Last summer, Dr. Karen Freberg [Twitter | LinkedIn] published her social media textbook, Social media for strategic communication: Creative strategies and research-based applications, to great fanfare.
Since then, her textbook has skyrocketed up the Amazon charts for social media textbook best sellers. The buzz generated has been well-earned as Karen has been more than an inspiration for those of us teaching in the social media space. She has been a leader, advocated, and supporter to so many of us, including myself.
Indeed, the book has already received so many rave reviews, including a shout out by @PerezHilton:
So I want to do something different. In this post, I’m going to review the workbook that accompanies Karen’s textbook. That workbook is titled Portfolio building activities in social media: Exercises in strategic communication. The workbook is meant to go along with the textbook, but it also can stand alone as a series of assignments that professors can use in social media classes or in classes where a social media assignment is desired.
The workbook is organized into 13 brief chapters, with each chapter providing a series of activities or assignments that professors can use in class. The chapters range from ethics and legal issues in social media (Chapter 2), to social media monitoring, listening, and analysis (Chapter 5), to social media writing (Chapter 7), to paid media, budgets, and campaign evaluation (Chapter 10).
Chapters 11 and 12 offer dives into social media specialties such as sports, non-profits, and global social media. And chapter 13 looks into the future of social media.
Organization of Chapters
Each chapter is a compilation of related assignments. The assignments are detailed and to the point. For example, in Chapter 3, which is about personal and professional branding, the first assignment offers a brief rationale for the assignment, discussing why personal branding is important. The assignment asks students to write a reflection paper both examining their personal branding goals and analyzing their current online persona. In a follow up assignment, students are asked to build out their personal brand. As I’ve blogged about before, I was inspired by Karen’s first book to build a personal branding assignment for my students. Thus, I was glad to see that Chapter 3 of her new workbook builds upon that assignment! I’ll definitely be using this updated assignment in the workbook to modify my personal branding assignment. I personally really liked the table Karen provides on page 13 of many social media certifications that students can complete and the way this tool can be used to help students decide which certifications are right for them.
Chapter 4 reminds me of a thorough enhancement to an informal activity that I do with students in my social media class. An assignment in that chapter asks students to identify several job positions presently available in social media and guides students through a process of evaluating those positions. The students are then coached into reaching out and networking with professionals working in these positions.

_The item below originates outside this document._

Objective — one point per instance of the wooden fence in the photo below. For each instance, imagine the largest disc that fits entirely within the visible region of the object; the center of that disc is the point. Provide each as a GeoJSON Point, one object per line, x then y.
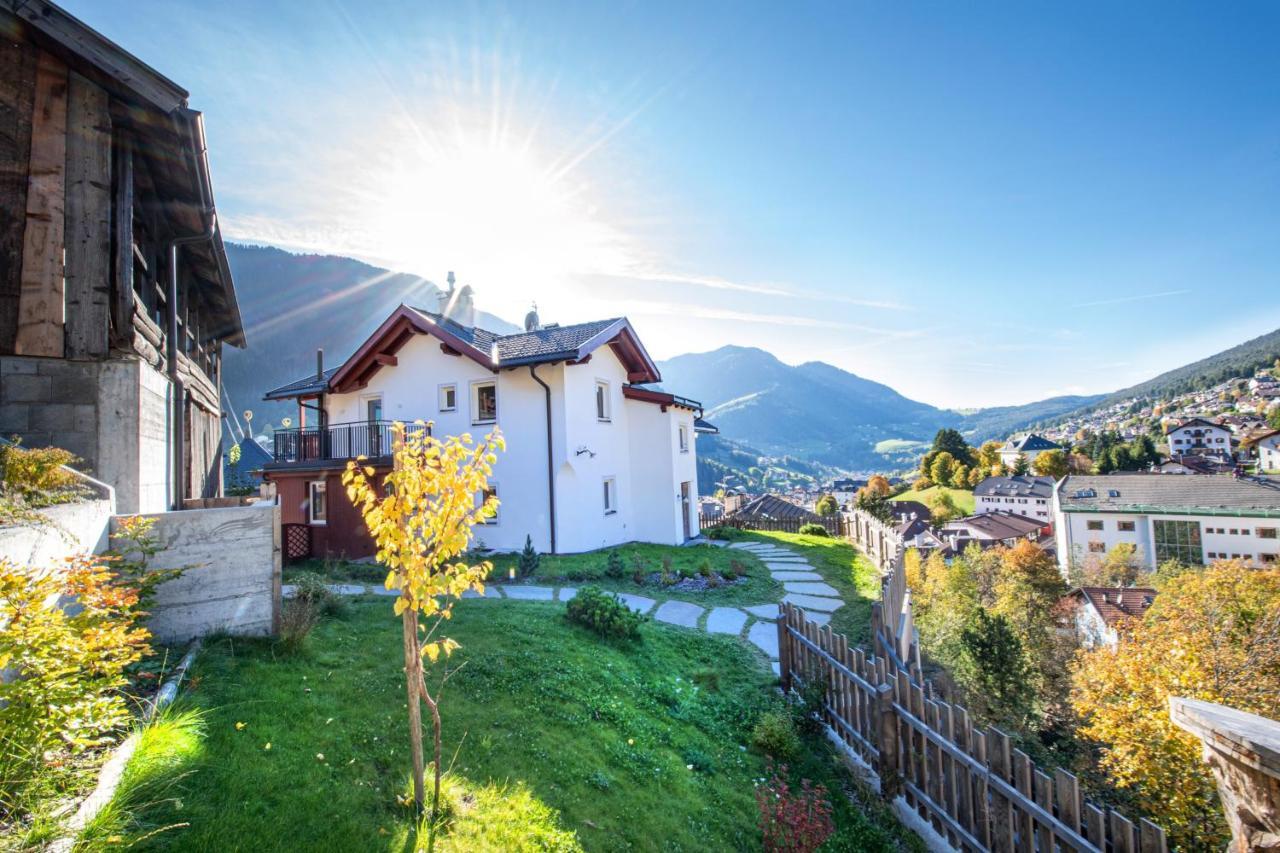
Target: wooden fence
{"type": "Point", "coordinates": [833, 524]}
{"type": "Point", "coordinates": [973, 787]}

Later chapters get into analysis of social media campaigns as well as analysis of the appropriateness of different social media platforms for a given set of goals. There are great strategic planning assignments in Chapter 6.
But, what I find particularly impressive with this text, is he way that Karen so successfully provides assignments for both the broad, strategic elements that students need to learn to the detail of content creation topics like writing and style (Chapter 7) and curation (Chapter 9), to the audience targeting, and analysis skills students need to develop (Chapter 8), to the evaluative measurement (Chapter 10) skills necessary in today’s results-driven world.
The workbook is chalk full of great assignments. It really makes me wish I had more than 3 credit hours to work with to teach a social media class, or that I had a second social media class, because there are so many great assignments in here that I wish I could squeeze into my current social media class. If you’re like me, and your class is pretty full, you could still benefit from this book by using the assignments to enhance your own assignments. I will definitely be doing that.
It is truly impressive to see in this workbook the way Karen distills her breadth of knowledge about social media into actionable assignments that are detailed, all-encompassing, and easy to convey to students.
And there’s one last thing that I thought was really cool about this book worth mentioning – actually, it was one of the first things I noticed and loved when I started reading through this workbook: The workbook contains perforated pages. This way your students can rip the assignment to work on. I love it!
In short, if you haven’t checked out Portfolio building activities in social media: Exercises in strategic communication by Dr. Karen Freberg, and you teach social media in any capacity, I strongly encourage you to do so. It’s a quick read – just about every page from cover to cover is an assignment that you can readily incorporate into your classes. Of course, the accompanying textbook itself is marvelous and I recommend checking that out as well. But, even if you already have another textbook that you use in your classes, you cannot go wrong to explore this workbook as ancillary material.